The drop pod is ok, but it's just not that actiony IMO.


----------



## jordan_darko

These are simply amazing how the hell did he paint Zhufor too that standard in such a short time hes only been out around 2 - 3 months ! thanks for sharing Jez. JD


----------



## Trigger

I thought the graveyard diorama was easily the best of the 3. theres just so much more atmosphere.


----------



## The Wraithlord

Total agreement Trigger, just an amazing piece.

On the other hand, the Khorne lord is just a sweet model and it is completely ruined by the nmm. I literally despise that paint job


----------



## HorusReborn

Going to have to agree with you Wraithlord on that Lord Fig. Wrecked a great model with that NMM work... I despise NMM and this guy shows me why!!!


----------



## Dr.Mercury

Honestly I think the NMM is very well done.
I like NMM when done right, but it is easy to screw up


----------



## Master Kashnizel

I don't understand how that kid got bronze in the youngbloods. The model doesn't look very good/tidy/clean/crisp. The one that got gold was very nice though.


----------



## Forty Three

I must say I laughed quite a bit when I saw the 300-like duel with the orc and the space marine... I almost yelled sparta =P

edit: the bronze for the young bloods is indeed not very good at all, especially when compared to the other 2


----------



## Djokovic

I agree with Steel Nathan that the alien dissection is much more cooler than the drop pod...


----------



## moo

Hmm personally i like that NMM, its a bit too yellow for my tastes but he's done it quite well. Also notice that the majority of winners used NMM over metallics. Like Ana's dreadnought which imo should have been the slayer sword winner, was simply stunning, i had actually been following her wip on CoC for it and it impressed me no end looking at the detail she put in, but for NMM she has it down to an art.

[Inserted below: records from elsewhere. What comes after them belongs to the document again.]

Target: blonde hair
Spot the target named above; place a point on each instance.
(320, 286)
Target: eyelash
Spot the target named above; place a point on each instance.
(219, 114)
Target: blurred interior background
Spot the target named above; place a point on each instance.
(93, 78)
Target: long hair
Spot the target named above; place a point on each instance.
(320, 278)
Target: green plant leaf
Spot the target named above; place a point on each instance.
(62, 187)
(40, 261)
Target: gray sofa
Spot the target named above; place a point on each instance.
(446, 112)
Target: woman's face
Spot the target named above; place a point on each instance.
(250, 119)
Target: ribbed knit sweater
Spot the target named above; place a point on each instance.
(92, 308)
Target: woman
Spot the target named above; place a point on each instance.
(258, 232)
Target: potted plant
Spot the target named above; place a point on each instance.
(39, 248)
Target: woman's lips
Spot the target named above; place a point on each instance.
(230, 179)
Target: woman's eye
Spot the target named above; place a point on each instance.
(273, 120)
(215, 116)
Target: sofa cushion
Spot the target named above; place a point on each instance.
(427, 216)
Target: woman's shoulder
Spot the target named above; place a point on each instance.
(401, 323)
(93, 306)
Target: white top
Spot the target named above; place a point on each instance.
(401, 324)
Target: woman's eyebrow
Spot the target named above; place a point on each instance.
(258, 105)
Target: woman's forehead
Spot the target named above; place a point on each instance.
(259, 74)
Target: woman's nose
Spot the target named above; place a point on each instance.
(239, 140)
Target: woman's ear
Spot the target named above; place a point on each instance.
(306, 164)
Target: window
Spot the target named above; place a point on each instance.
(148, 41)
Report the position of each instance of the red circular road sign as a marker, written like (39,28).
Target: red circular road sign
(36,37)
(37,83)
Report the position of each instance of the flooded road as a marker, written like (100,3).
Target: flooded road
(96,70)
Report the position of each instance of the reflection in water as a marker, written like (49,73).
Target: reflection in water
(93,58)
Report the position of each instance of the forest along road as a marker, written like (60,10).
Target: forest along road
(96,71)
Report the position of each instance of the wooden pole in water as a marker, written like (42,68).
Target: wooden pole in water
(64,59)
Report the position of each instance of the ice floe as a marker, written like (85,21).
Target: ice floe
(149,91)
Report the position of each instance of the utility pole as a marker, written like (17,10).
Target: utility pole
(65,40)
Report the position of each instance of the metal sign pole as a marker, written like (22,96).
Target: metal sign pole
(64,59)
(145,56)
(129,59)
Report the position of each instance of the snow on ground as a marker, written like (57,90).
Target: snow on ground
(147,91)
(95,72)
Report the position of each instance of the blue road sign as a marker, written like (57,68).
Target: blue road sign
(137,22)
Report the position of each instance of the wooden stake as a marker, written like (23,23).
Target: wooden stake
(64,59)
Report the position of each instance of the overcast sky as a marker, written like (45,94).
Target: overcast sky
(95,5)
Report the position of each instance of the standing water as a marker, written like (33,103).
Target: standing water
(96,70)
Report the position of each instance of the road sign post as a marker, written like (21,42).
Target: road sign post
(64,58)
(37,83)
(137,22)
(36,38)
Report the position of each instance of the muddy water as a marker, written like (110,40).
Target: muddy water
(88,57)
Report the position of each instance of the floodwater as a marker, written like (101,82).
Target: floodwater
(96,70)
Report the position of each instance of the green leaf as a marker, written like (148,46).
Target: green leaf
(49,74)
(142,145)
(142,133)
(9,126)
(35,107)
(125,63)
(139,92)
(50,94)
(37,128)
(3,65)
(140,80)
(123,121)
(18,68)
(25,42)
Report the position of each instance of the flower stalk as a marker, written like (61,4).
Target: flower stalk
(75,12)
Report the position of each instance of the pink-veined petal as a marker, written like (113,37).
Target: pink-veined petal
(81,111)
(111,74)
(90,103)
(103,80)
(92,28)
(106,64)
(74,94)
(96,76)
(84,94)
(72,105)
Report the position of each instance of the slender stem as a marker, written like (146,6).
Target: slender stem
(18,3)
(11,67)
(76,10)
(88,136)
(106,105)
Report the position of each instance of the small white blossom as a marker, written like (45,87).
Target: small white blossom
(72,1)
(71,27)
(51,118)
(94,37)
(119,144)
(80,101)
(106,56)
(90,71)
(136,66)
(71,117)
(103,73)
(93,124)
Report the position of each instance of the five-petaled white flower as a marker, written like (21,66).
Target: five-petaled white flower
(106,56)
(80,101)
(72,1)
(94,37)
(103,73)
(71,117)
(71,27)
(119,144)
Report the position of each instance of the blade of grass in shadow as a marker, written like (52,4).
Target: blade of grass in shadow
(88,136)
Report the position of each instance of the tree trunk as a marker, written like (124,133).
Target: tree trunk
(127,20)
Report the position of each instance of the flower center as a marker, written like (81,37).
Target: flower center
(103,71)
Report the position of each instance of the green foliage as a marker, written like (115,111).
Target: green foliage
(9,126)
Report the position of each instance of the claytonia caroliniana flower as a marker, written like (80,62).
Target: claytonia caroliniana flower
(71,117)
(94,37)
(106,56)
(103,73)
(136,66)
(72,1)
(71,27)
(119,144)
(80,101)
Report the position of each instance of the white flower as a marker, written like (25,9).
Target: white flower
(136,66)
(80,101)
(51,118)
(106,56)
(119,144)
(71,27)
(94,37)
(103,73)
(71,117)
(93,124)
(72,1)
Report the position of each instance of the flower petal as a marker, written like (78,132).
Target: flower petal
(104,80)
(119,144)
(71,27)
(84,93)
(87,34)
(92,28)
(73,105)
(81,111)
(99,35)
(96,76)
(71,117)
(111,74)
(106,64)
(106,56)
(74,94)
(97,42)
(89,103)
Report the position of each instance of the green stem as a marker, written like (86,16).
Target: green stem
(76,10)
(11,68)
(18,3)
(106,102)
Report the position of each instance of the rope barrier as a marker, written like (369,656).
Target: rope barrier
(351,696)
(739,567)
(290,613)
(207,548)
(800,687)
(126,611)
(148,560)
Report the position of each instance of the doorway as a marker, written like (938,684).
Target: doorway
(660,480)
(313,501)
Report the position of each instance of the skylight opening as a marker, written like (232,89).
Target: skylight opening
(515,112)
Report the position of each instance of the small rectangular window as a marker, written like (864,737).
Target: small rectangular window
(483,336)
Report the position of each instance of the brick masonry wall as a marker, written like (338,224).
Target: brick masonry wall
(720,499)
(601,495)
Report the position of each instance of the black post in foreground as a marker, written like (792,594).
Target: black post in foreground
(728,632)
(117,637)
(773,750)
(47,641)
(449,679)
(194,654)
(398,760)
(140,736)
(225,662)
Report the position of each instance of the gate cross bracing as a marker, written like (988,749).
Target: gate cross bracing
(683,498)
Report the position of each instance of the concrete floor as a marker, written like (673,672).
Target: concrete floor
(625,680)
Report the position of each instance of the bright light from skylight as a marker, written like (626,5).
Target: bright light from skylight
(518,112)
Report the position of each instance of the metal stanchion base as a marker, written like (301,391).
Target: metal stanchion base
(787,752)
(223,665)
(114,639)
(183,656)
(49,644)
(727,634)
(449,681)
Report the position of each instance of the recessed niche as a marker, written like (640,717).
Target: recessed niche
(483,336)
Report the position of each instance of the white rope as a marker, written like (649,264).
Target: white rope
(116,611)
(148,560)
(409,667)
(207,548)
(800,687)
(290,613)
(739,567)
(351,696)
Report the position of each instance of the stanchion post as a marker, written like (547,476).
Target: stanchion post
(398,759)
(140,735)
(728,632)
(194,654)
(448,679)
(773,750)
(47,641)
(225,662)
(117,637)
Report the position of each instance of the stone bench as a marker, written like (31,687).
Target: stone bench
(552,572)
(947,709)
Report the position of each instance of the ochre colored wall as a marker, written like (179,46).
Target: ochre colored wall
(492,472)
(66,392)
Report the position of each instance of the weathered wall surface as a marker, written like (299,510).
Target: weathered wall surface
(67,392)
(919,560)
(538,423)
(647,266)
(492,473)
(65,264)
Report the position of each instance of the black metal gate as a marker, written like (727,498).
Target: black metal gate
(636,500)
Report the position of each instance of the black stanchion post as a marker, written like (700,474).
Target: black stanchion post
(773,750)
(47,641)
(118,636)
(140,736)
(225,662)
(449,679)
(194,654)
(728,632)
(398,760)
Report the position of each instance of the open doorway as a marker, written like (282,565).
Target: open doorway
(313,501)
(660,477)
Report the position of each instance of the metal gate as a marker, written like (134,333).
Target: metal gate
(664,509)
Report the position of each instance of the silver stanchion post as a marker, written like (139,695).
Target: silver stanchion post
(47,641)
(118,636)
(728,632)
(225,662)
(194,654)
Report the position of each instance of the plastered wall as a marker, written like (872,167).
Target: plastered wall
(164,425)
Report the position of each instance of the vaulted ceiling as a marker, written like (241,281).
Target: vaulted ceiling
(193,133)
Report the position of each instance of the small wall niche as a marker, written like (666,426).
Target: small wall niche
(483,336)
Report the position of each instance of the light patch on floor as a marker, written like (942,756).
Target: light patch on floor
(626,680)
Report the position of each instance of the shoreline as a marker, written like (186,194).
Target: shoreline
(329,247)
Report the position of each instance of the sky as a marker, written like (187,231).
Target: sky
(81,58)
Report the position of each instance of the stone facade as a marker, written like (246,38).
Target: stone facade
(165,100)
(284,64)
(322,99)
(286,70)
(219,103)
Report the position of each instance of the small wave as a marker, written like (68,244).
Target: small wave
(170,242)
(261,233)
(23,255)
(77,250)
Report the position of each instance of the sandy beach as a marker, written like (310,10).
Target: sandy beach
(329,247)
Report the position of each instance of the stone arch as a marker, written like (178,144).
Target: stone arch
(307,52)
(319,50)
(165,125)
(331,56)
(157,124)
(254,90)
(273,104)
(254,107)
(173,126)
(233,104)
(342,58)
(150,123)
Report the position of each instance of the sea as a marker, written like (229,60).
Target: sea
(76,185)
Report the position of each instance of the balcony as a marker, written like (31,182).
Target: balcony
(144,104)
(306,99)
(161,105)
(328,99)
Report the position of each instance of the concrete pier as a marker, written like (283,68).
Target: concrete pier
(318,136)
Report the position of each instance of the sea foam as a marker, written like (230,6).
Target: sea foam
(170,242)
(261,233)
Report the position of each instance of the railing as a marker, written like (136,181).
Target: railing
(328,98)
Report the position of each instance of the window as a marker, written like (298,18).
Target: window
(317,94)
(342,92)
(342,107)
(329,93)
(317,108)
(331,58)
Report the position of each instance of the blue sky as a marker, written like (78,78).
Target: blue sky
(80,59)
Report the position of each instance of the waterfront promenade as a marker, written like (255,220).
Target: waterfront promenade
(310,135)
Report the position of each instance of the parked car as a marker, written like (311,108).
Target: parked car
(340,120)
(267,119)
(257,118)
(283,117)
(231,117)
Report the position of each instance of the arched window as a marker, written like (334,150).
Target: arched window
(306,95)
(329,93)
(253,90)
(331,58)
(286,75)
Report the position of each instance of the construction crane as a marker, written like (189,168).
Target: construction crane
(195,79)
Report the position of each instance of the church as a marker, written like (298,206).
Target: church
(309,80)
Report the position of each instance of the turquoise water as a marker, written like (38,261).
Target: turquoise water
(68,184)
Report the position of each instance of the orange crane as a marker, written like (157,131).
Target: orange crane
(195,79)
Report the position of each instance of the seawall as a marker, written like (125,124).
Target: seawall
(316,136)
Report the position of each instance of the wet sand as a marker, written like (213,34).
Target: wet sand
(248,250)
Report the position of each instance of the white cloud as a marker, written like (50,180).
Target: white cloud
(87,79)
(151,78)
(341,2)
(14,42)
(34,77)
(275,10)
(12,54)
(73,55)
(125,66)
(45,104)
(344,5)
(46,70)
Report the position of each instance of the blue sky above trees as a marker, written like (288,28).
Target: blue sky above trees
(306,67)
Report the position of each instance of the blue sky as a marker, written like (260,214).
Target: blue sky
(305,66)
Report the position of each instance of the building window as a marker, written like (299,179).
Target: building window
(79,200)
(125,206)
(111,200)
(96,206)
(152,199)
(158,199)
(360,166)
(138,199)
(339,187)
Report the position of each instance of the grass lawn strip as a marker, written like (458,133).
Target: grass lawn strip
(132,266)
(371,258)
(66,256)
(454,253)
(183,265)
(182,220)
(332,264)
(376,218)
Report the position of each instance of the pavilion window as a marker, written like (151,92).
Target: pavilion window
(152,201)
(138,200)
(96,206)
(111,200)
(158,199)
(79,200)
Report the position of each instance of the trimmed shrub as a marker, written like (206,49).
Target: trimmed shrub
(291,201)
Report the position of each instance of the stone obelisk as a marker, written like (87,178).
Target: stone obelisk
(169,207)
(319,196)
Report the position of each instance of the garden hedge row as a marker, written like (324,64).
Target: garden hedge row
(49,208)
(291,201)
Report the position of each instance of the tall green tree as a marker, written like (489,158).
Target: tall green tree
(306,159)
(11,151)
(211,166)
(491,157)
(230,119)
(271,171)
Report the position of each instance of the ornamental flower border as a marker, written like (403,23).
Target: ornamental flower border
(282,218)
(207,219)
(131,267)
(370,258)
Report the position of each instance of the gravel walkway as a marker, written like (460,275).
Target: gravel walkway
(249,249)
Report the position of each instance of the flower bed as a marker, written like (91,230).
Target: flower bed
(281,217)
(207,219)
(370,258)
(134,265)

I for one prefer the droppod compared with the dissection because the quality of painting is higher and the attention to detail is there on the drop pod. Don't get me wrong i do agree that as a diorama its possibly the most bland one i've seen ever but the rest of it makes it very good. 

On another note the young bloods entries there is a massive difference between the standards and the clear winner was there. But bear in mind, Forty Three & Master Kashnizel that they are still young and that not everyone starts off pro 

I have to say tho the one entry which really got my attention was Szary's Villain's of Batman themed harlequins, i love the creativity and thought given to the models. Its great.


----------



## Vaz

That Lord Zhufor model (while done by clearly talented painter) has been ruined completely.

Too much going on, too bright, etc. It reminds me of 5th Edition Warhammer, and the godugly colours they used, reminds me of a finger painting. Just done in NMM.

I do love that drop pod, it's absolutely gorgeous.


----------



## Djinn24

I agree that several of the Bronze should have been gold. The silvers were pretty head on. And I am flying my sone to poland to enter the GD there, he is only 6 and I am alredy teaching him the ins and outs of painting.


----------



## Bulganzi

droool......


----------



## Darkseer

The dude living in an old drop pod reminds me of WALL-E. 
I think that's the intention or at least the inpiration for the peice.

GW has been very bizarre in selection their Golden Demon winners of late. The recent UK Golden Demon was a bit of a farce with some truly stunning paint jobs and conversions being overlooked in favour of quite bland or uninspiring stuff.


----------